Des membres d'Aqpa font brûler du khat à Moukalla. Source : Twitter.

Profitant du chaos engendré par la guerre au Yémen, Al-Qaïda dans la péninsule arabique (Aqpa) a récemment pris le contrôle d’une large partie de la province de Hadramout, au sud-est du pays. Notre Observateur sur place nous explique comment les jihadistes y renforcent chaque jour leur emprise sur l’administration de la ville et sur sa population.

L'opération militaire lancée fin mars par une coalition de pays du Golfe a considérablement ralenti l’avancée des rebelles chiites houthis dans le sud du pays. Mais elle a eu une autre conséquence : en quatre mois, Aqpa a pris le contrôle de plusieurs villes de la province de Hadramout, dont sa capitale, la ville portuaire de Moukalla. Elle y contrôle même désormais la branche locale de la Banque centrale et occupe les locaux de la police et le quartier général de la 2e région militaire.


"Ils ont commencé à faire des patrouilles munis de mégaphones"

Notre observateur Saïd est journaliste à Moukalla.

Au début, l’arrivée d’Al-Qaïda avait amélioré la situation sécuritaire dans la ville, car les vols et les pillages s’étaient multipliés depuis le début des frappes. Les membres d’Al-Qaïda avaient alors un discours très rassurant envers les habitants. Ils disaient qu’ils n’avaient pas l’intention d’appliquer leur vision de la charia tout de suite, mais qu’ils privilégiaient le dialogue avec la population.

Des membres de l'organisation font brûler du khat. Source : Twitter.


"Les membres d’Aqpa saisissent et font brûler le khat"

Mais petit à petit, l’organisation a commencé à imposer ses lois. Ils ont d’abord brûlé les marchés de khat [drogue douce populaire au Yémen], dont ils ont interdit la vente. En revanche, ils ne s’en sont pas pris aux consommateurs. Ils ont aussi mis en place des patrouilles dans la ville, n’hésitant pas à faire des remarques aux femmes quand ils estimaient que leur voile n’était pas règlementaire ou que leur parfum n’était pas assez discret. Mais jusque-là, rien de méchant. Ils se contentaient de donner des "conseils".

Puis ces patrouilles ont commencé à faire le tour des magasins munis de mégaphones, à l’heure de la prière, pour demander aux commerçants de fermer et de se rendre à la mosquée. Ils incitaient les gens à baisser le rideau en tapant sur les portes des boutiques avec des matraques. Du coup, même s’ils disaient se contenter de "conseiller" les gens, les vendeurs étaient intimidés et obtempéraient.

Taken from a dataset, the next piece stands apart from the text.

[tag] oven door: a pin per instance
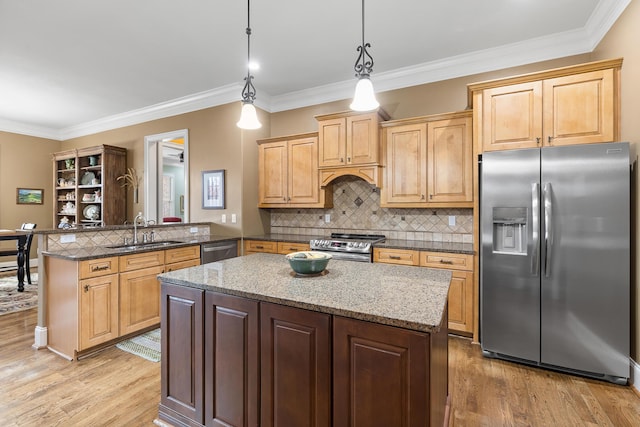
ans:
(347, 256)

Et puis depuis le début du ramadan, l’organisation encore donné un nouveau tour de vis. Ses membres ont par exemple fait fermer un mausolée dans la ville de Chahr, fin juin. Des musulmans soufis y effectuaient pendant chaque ramadan un pèlerinage de 6 jours.

Peu de temps après sa fermeture, un homme d’Al-Qaïda a appelé, pendant un prêche dans une mosquée, à la destruction de tous les mausolées de Moukalla. Le lendemain, j’ai appris que celui de Chahr avait été détruit avec des explosifs. Pour autant, l’organisation n’a pas revendiqué cet acte.

Début juillet, ils ont en outre fait distribuer des tracts annonçant de nouvelles sanctions contre les vendeurs de khat. Alors que jusqu’ici ils se contentaient de confisquer la marchandise, ils viennent d’instaurer une amende pouvant atteindre un million de rials [environ 4 000 euros] - une somme qui représente une vraie fortune ici au Yémen – ainsi que la confiscation du véhicule du vendeur.

Document d’Aqpa annonçant les amendes contre les vendeurs de khat. Source :
Twitter.

Depuis quelques jours, l’organisation a aussi transformé un tribunal en QG de la Hesba, leur police religieuse. J’ai rencontré des musiciens qui avaient l’habitude de chanter dans les mariages et ils m’ont dit qu’on ne les laissait plus aujourd’hui travailler.

Quant à nous journalistes, on nous a dit que nous pouvions continuer à travailler, tout en nous mettant en garde de ne pas publier d’"informations mensongères" sur eux.

Le nouveau siège de la police religieuse. Source :
Twitter.

Sur le plan humanitaire, la situation s’est nettement détériorée ces dernières semaines avec l’arrivée de milliers de réfugiés qui fuient les combats entre les Houthis et les partisans du président Abd Rabo Mansour Hadi [reconnu par la communauté internationale] appuyés par les frappes de la coalition de pays arabes. Des associations locales ont multiplié les appels aux ONG internationales pour fournir de l’aide humanitaire à ces réfugiés. Mais elles ont toutes refusé, de crainte qu’Al-Qaïda ne s’en empare.